Observations: * For training on 5% of the dataset best results are achieved when using pretrained model on imagenet that is 63% and 40% if not prior pretraining is done. * After traning on jigsaw images and then finetuning the best accuracy is 48%. This model uses transferred weights from a pretrained efficientnet on imagenet. The one without any transferred weights gets an accuracy of 34%. * Both the techniques achieve well over the baseline accuracy of 10%(random guessing).
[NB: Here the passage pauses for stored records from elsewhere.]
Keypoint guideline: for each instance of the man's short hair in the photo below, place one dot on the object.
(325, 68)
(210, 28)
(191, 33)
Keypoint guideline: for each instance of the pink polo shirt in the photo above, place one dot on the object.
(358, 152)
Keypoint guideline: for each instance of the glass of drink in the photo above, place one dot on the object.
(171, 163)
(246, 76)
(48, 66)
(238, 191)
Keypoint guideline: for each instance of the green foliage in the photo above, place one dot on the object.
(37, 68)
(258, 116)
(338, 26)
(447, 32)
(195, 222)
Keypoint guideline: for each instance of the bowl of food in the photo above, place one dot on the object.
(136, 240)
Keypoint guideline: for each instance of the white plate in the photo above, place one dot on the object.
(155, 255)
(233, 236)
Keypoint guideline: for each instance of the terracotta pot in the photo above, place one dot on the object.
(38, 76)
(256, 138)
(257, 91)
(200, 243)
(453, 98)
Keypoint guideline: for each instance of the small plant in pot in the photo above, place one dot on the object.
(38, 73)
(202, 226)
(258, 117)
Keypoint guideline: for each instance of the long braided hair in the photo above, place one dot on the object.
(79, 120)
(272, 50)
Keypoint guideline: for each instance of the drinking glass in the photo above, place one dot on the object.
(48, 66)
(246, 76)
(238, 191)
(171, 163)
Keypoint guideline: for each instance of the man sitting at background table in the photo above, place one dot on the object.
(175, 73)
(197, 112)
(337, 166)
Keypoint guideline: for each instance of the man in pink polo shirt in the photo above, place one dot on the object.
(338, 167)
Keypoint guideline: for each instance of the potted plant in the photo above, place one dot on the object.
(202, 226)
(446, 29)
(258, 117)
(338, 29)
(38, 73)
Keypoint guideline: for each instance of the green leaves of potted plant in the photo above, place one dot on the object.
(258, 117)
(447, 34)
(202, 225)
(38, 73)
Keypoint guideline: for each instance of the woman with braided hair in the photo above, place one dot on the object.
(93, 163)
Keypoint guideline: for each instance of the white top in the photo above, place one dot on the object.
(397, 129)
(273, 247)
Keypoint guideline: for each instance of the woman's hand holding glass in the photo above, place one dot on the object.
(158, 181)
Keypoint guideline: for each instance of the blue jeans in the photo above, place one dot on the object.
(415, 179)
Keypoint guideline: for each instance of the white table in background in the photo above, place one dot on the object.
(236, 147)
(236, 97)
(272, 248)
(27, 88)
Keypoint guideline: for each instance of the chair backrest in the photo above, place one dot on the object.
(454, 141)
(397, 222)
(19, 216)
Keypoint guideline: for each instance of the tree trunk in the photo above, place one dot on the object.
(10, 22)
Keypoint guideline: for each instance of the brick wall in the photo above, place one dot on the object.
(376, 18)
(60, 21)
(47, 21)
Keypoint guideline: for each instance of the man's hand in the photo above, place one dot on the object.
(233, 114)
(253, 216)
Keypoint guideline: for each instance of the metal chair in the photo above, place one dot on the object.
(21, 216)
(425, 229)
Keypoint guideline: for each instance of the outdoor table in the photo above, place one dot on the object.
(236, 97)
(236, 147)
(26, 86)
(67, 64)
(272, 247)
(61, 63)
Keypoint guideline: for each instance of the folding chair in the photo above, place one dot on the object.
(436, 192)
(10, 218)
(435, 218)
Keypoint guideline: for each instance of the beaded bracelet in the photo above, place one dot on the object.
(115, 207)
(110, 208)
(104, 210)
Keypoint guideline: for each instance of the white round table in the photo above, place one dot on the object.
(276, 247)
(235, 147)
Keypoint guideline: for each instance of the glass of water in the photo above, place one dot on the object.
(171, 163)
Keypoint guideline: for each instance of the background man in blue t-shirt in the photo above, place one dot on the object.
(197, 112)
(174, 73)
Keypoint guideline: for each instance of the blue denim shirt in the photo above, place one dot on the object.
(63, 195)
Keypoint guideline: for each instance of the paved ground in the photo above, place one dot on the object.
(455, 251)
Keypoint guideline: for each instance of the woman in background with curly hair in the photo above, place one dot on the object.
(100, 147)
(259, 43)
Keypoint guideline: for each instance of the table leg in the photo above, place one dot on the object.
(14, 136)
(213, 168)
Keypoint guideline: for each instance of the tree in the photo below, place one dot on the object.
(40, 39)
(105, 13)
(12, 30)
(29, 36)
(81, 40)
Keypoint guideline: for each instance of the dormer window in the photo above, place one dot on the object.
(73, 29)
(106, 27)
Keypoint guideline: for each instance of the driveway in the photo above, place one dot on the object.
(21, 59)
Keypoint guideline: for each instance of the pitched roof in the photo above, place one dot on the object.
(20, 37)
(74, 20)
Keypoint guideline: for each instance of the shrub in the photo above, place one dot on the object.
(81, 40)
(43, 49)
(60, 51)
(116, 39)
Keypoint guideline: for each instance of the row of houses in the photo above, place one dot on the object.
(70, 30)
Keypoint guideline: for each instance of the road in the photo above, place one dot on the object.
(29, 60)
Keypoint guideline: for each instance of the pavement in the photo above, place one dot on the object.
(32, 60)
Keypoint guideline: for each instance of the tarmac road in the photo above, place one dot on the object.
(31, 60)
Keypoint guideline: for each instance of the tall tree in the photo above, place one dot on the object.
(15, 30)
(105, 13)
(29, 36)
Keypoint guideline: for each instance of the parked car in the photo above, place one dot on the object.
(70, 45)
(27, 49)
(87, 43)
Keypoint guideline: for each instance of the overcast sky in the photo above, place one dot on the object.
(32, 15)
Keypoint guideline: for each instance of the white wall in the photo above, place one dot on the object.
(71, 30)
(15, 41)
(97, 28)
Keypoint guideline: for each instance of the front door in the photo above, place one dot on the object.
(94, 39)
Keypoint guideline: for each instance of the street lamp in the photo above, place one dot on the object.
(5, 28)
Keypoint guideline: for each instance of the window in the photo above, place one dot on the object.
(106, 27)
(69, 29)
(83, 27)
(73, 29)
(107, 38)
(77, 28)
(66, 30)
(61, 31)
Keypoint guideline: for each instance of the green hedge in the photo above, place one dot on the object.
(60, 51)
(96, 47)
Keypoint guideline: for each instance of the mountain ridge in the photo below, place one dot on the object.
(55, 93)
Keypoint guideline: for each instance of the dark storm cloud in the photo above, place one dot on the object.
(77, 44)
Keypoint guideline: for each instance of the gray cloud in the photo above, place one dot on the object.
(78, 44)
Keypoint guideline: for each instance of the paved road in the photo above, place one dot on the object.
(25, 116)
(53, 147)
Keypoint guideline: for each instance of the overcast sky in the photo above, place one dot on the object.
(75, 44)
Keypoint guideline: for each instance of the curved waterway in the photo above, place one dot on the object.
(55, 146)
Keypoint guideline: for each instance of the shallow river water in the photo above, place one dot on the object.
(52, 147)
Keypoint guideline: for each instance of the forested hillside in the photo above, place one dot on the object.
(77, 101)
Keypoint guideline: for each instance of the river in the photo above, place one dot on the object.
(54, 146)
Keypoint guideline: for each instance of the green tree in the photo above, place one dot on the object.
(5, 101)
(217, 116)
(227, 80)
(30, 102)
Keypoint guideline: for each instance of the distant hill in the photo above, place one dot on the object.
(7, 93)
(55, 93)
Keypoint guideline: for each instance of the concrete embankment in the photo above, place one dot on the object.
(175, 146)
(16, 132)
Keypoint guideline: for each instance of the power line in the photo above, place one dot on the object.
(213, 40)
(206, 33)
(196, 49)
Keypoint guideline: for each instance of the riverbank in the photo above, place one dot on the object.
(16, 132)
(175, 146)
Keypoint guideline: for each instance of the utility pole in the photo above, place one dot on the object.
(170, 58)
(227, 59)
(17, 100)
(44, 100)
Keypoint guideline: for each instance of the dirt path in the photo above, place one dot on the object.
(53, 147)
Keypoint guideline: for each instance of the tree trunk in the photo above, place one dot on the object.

Proposed Solutions to increase accuracy: By using the gap trick, we pad the input disordered images with zeros to the size of original images. Adopting the gap trick can discourage all the jigsaw puzzle solvers mentioned above from learning lowlevel statistics, and encourage the learning of high-level visuospatial representations of objects.

Data Augmentation can help generalising more and improve the self supervised learning.